NATO’s official position, like that of Washington and London, is that there is no sign of a Russian withdrawal from its own territory along the border with Ukraine, and therefore there’s a “new normal” of Russia becoming a permanent threat. NATO’s defense ministers, meeting in Brussels yesterday, have decided therefore to set in motion the process for creating and deploying additional battle groups to eastern and southeastern Europe. “Our military commanders will now work on the details and report back within weeks,” NATO Secretary General Jens Stoltenberg said during a press conference yesterday.
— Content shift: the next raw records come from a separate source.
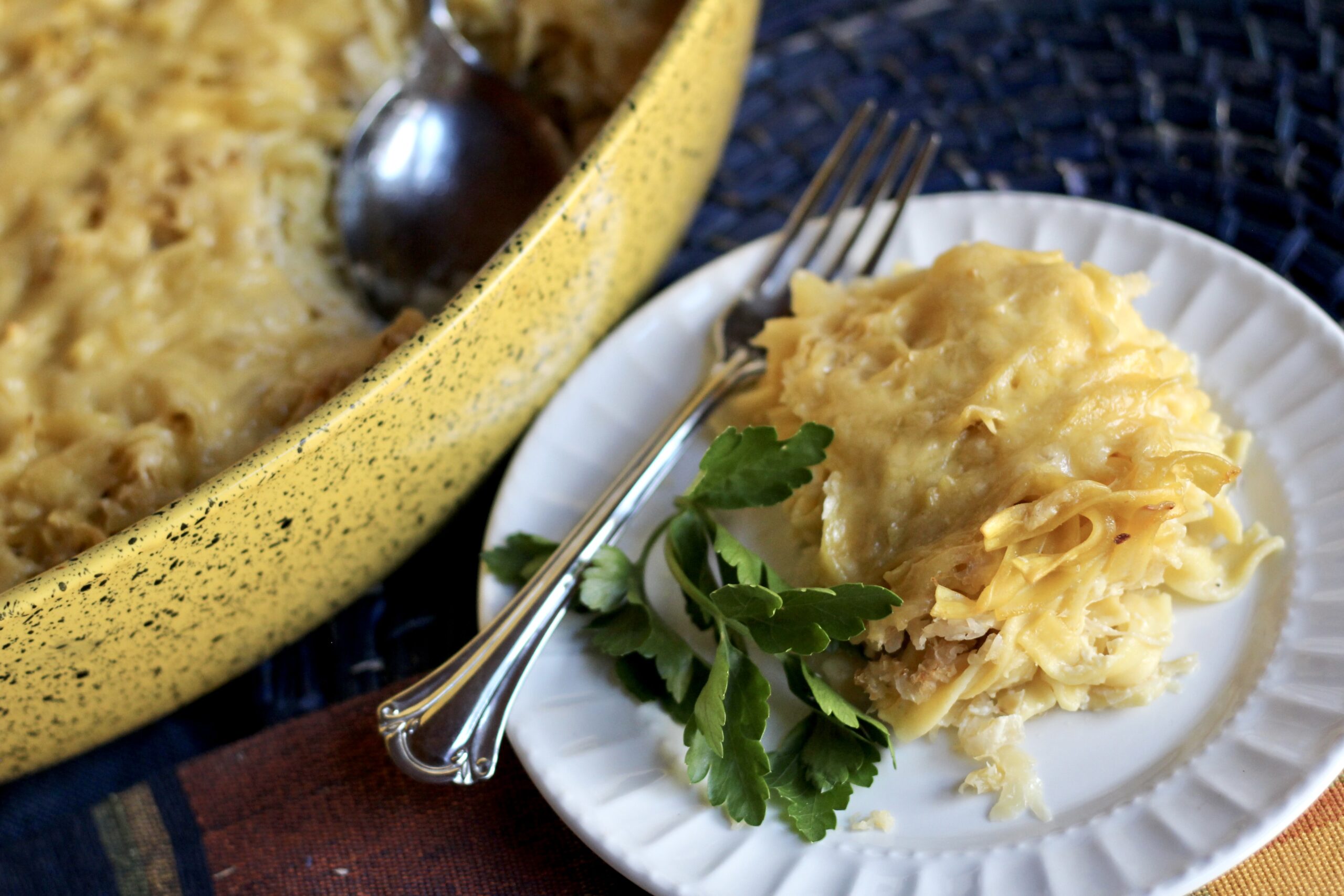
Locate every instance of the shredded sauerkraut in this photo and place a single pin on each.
(1030, 468)
(171, 288)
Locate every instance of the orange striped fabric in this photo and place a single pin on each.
(1306, 860)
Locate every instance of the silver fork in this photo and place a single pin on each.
(448, 726)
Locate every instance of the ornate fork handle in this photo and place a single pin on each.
(457, 712)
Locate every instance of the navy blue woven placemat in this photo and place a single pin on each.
(1222, 116)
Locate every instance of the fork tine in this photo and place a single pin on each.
(909, 186)
(848, 188)
(812, 195)
(881, 190)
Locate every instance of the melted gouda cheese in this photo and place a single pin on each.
(1028, 467)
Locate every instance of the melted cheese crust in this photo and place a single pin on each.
(1030, 468)
(171, 291)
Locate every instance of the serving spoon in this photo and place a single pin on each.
(440, 168)
(448, 726)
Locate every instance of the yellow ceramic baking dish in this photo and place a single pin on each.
(210, 585)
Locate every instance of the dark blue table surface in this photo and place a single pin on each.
(1222, 116)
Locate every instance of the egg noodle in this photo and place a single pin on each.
(1035, 472)
(171, 284)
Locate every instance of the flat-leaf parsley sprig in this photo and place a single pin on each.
(730, 592)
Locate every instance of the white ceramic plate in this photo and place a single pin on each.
(1158, 800)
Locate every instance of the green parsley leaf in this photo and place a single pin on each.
(689, 547)
(811, 618)
(646, 683)
(832, 753)
(747, 567)
(754, 468)
(519, 558)
(710, 711)
(817, 693)
(747, 602)
(675, 660)
(622, 632)
(808, 809)
(606, 581)
(737, 777)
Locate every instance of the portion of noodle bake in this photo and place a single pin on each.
(171, 288)
(1035, 472)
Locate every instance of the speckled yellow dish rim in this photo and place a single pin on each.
(210, 585)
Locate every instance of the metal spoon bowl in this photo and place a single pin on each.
(440, 168)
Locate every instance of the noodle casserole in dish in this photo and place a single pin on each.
(172, 299)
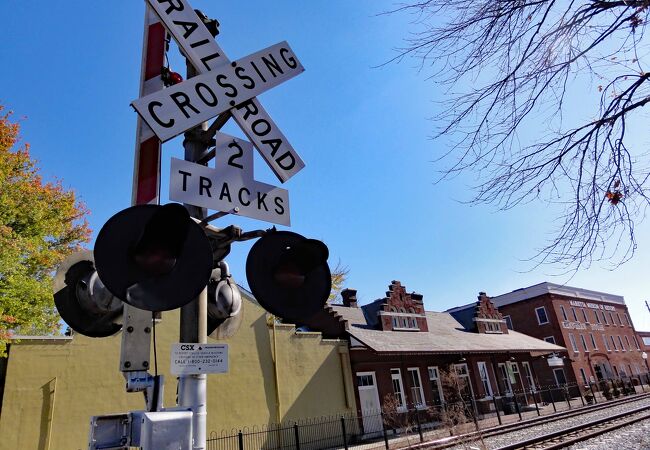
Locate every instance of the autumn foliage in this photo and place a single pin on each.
(40, 224)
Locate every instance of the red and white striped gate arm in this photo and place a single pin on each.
(146, 172)
(136, 345)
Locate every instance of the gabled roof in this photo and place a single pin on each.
(521, 294)
(445, 335)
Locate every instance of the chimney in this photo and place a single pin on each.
(349, 297)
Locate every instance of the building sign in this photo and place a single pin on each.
(574, 325)
(195, 359)
(591, 305)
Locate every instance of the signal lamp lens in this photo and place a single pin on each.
(155, 262)
(289, 276)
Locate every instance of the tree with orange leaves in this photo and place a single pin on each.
(40, 224)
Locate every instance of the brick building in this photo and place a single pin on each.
(594, 327)
(400, 351)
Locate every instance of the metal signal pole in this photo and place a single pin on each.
(192, 389)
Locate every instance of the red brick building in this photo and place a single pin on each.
(594, 327)
(400, 351)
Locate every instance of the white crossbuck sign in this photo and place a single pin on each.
(222, 86)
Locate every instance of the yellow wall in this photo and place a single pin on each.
(53, 388)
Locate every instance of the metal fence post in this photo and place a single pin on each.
(496, 408)
(535, 400)
(345, 435)
(591, 386)
(517, 405)
(474, 413)
(383, 427)
(296, 435)
(550, 393)
(581, 397)
(566, 397)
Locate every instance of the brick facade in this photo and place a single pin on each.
(598, 334)
(417, 377)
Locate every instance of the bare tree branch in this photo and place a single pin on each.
(521, 82)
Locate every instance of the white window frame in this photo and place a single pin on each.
(417, 390)
(465, 375)
(539, 322)
(557, 383)
(367, 374)
(505, 378)
(434, 375)
(528, 373)
(484, 375)
(397, 377)
(574, 344)
(583, 374)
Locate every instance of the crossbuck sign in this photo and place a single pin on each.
(223, 87)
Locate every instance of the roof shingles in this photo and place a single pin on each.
(445, 335)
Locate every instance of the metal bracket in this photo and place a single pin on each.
(136, 340)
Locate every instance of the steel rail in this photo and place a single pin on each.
(583, 430)
(540, 420)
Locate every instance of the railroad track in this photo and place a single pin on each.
(503, 429)
(573, 435)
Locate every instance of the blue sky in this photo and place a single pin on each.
(368, 191)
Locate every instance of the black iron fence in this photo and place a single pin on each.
(400, 427)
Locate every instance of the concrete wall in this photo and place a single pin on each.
(52, 388)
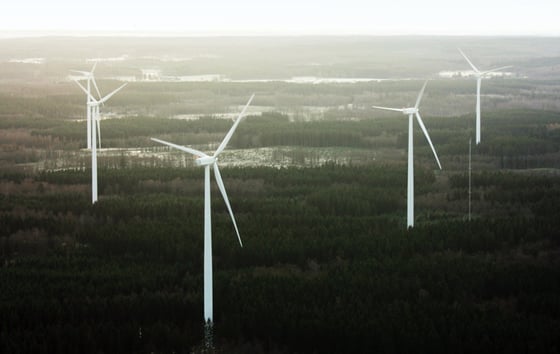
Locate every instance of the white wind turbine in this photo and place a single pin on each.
(479, 76)
(90, 79)
(93, 107)
(208, 161)
(413, 111)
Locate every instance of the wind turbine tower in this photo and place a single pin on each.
(411, 112)
(93, 107)
(479, 76)
(211, 162)
(88, 75)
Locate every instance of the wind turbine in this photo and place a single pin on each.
(479, 76)
(93, 107)
(412, 111)
(90, 79)
(211, 161)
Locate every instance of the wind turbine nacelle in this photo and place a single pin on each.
(205, 161)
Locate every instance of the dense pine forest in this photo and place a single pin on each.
(317, 183)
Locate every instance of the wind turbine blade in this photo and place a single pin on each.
(427, 137)
(104, 99)
(85, 73)
(182, 148)
(232, 130)
(389, 109)
(420, 95)
(496, 69)
(85, 90)
(220, 183)
(470, 63)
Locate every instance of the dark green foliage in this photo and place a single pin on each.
(326, 266)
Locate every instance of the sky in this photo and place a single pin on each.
(286, 17)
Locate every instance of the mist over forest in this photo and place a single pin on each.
(317, 180)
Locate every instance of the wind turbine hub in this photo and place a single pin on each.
(205, 161)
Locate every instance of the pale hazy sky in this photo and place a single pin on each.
(254, 17)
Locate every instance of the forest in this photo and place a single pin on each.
(317, 183)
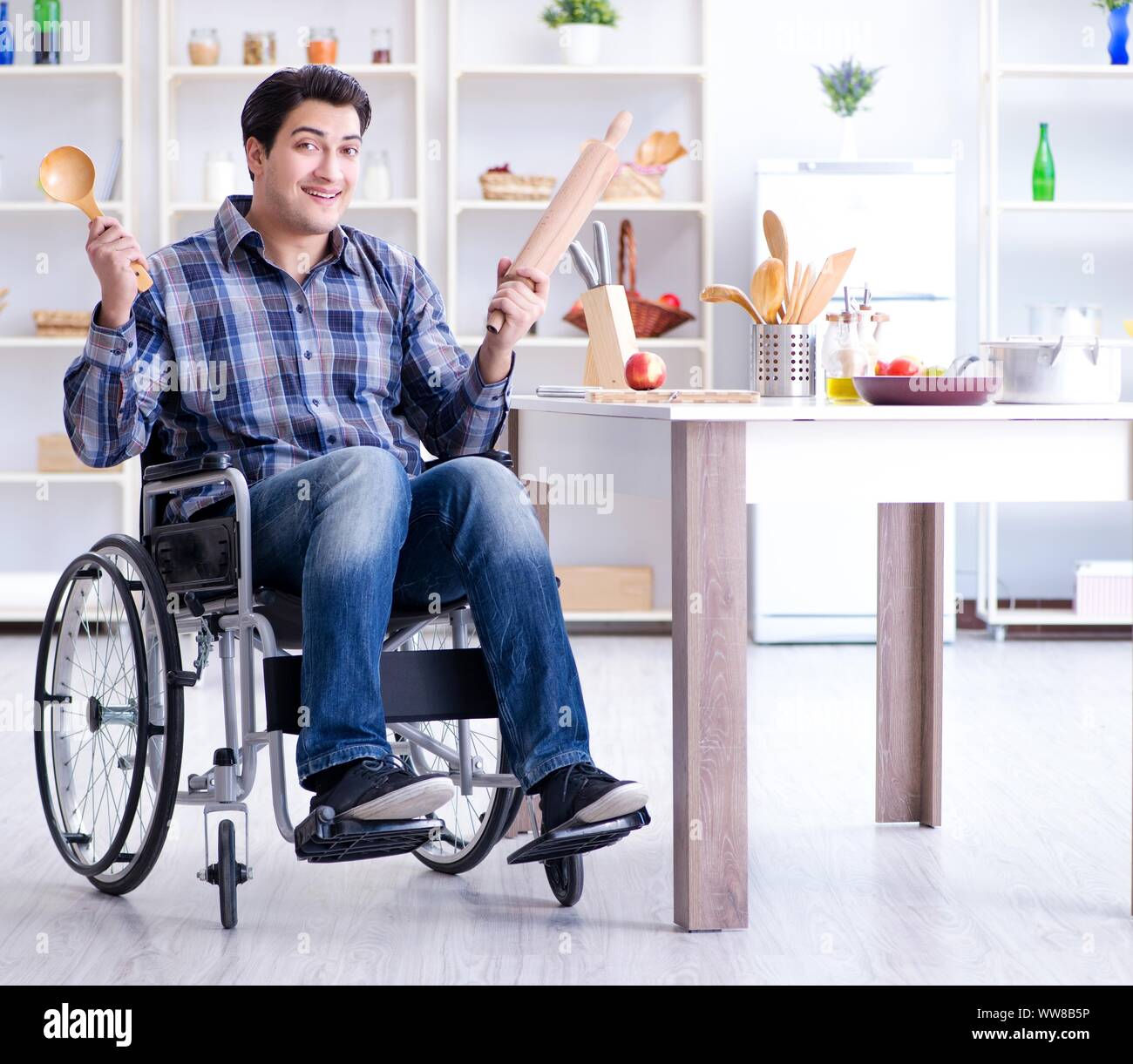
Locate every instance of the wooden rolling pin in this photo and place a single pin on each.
(570, 207)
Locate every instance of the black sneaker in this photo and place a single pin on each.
(584, 793)
(377, 790)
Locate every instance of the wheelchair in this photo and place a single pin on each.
(110, 695)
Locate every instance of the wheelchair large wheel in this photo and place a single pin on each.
(109, 739)
(474, 823)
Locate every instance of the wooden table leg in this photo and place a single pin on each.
(709, 675)
(910, 659)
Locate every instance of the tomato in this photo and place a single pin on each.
(905, 367)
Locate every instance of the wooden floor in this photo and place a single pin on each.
(1028, 880)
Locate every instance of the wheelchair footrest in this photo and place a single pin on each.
(321, 838)
(567, 840)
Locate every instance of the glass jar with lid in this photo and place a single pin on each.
(381, 44)
(204, 48)
(259, 48)
(323, 45)
(843, 357)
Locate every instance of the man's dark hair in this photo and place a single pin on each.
(275, 97)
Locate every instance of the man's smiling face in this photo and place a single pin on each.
(307, 180)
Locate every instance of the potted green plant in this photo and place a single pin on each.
(846, 85)
(1118, 30)
(581, 25)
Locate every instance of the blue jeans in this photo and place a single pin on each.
(354, 534)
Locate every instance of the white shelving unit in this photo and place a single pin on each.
(992, 210)
(697, 76)
(513, 78)
(174, 78)
(24, 595)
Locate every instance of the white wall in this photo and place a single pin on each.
(766, 103)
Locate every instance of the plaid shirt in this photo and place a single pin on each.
(229, 353)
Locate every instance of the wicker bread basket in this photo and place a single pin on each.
(650, 319)
(61, 323)
(502, 185)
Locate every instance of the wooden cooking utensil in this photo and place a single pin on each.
(777, 242)
(67, 174)
(567, 210)
(729, 294)
(793, 297)
(800, 296)
(826, 285)
(769, 288)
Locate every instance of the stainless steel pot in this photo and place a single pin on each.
(1055, 369)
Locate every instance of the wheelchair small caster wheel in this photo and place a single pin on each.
(565, 874)
(227, 872)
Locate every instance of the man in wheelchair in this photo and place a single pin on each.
(329, 362)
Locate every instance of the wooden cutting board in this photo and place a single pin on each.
(669, 395)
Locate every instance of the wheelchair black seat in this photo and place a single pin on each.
(283, 612)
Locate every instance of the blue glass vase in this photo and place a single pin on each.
(1120, 37)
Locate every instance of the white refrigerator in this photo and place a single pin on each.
(901, 217)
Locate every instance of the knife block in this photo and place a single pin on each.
(612, 338)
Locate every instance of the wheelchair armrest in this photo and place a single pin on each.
(501, 457)
(186, 466)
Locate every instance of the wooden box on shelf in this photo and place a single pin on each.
(56, 455)
(605, 587)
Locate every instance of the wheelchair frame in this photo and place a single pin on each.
(234, 619)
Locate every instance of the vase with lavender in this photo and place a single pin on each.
(846, 85)
(1118, 30)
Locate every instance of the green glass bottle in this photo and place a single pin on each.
(1042, 178)
(45, 14)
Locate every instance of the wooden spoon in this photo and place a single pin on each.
(729, 294)
(769, 286)
(793, 298)
(826, 285)
(777, 241)
(800, 296)
(67, 174)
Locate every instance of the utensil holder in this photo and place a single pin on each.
(782, 362)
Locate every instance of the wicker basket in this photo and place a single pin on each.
(61, 323)
(516, 186)
(650, 319)
(634, 181)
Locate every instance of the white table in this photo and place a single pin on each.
(710, 461)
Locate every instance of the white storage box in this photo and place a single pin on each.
(1103, 589)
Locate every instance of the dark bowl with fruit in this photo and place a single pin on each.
(906, 382)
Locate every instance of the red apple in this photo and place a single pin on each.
(905, 367)
(645, 370)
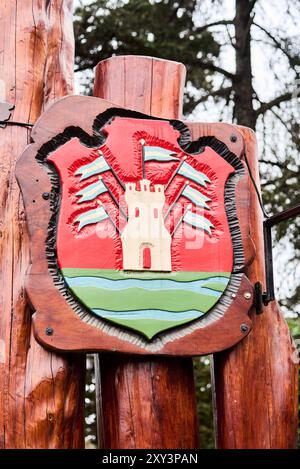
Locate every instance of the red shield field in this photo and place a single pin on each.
(143, 239)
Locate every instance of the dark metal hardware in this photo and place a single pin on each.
(269, 294)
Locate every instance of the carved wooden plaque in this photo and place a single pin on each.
(139, 236)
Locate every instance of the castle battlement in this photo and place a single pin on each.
(132, 194)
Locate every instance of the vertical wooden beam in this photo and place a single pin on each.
(41, 393)
(146, 402)
(256, 382)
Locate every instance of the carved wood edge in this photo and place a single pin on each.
(44, 295)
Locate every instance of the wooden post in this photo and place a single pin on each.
(41, 403)
(146, 402)
(256, 382)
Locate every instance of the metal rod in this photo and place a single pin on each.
(269, 295)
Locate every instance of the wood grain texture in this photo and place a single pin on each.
(161, 390)
(41, 403)
(148, 403)
(256, 382)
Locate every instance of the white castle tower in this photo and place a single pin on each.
(146, 243)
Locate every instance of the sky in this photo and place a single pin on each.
(268, 13)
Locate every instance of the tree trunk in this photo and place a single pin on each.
(146, 402)
(256, 382)
(244, 113)
(41, 403)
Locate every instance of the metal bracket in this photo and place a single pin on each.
(269, 294)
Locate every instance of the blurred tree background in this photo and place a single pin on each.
(243, 66)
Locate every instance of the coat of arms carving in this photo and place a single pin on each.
(141, 237)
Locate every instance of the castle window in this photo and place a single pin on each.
(146, 258)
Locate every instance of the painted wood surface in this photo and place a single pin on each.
(84, 335)
(41, 393)
(137, 410)
(256, 382)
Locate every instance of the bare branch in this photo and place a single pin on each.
(252, 5)
(215, 23)
(292, 60)
(219, 93)
(214, 68)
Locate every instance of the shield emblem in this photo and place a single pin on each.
(145, 224)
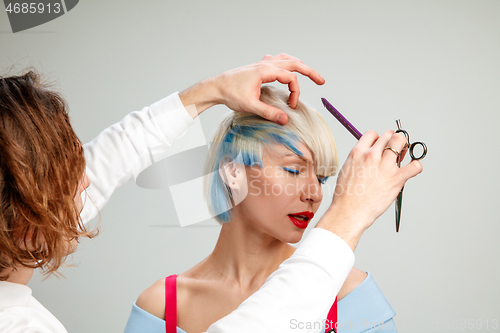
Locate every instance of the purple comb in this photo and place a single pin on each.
(357, 134)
Otherwise, Stoltenberg, echoing President Joe Biden during his speech on Tuesday night (Feb. 15), promised that the alliance has no plans to deploy offensive systems in Ukraine. “But of course we cannot, we cannot compromise on the core principle that we have all subscribed to year after year and again, and again, starting with the Helsinki Final Act. And then in the Paris Accord, and then in the Astana Agreement and many other times, all countries in Europe including Russia, and also the United States and NATO Allies, have signed to agreements, treaties, stating that all countries can decide themselves, have the right to decide themselves, whether they want to be part of an alliance [such] as NATO or not.”
Moscow has repeatedly referred to those same documents also, but making the point, as Stoltenberg avoided doing, that they include the caveat that no nation can pursue its security at the expense of its neighbors.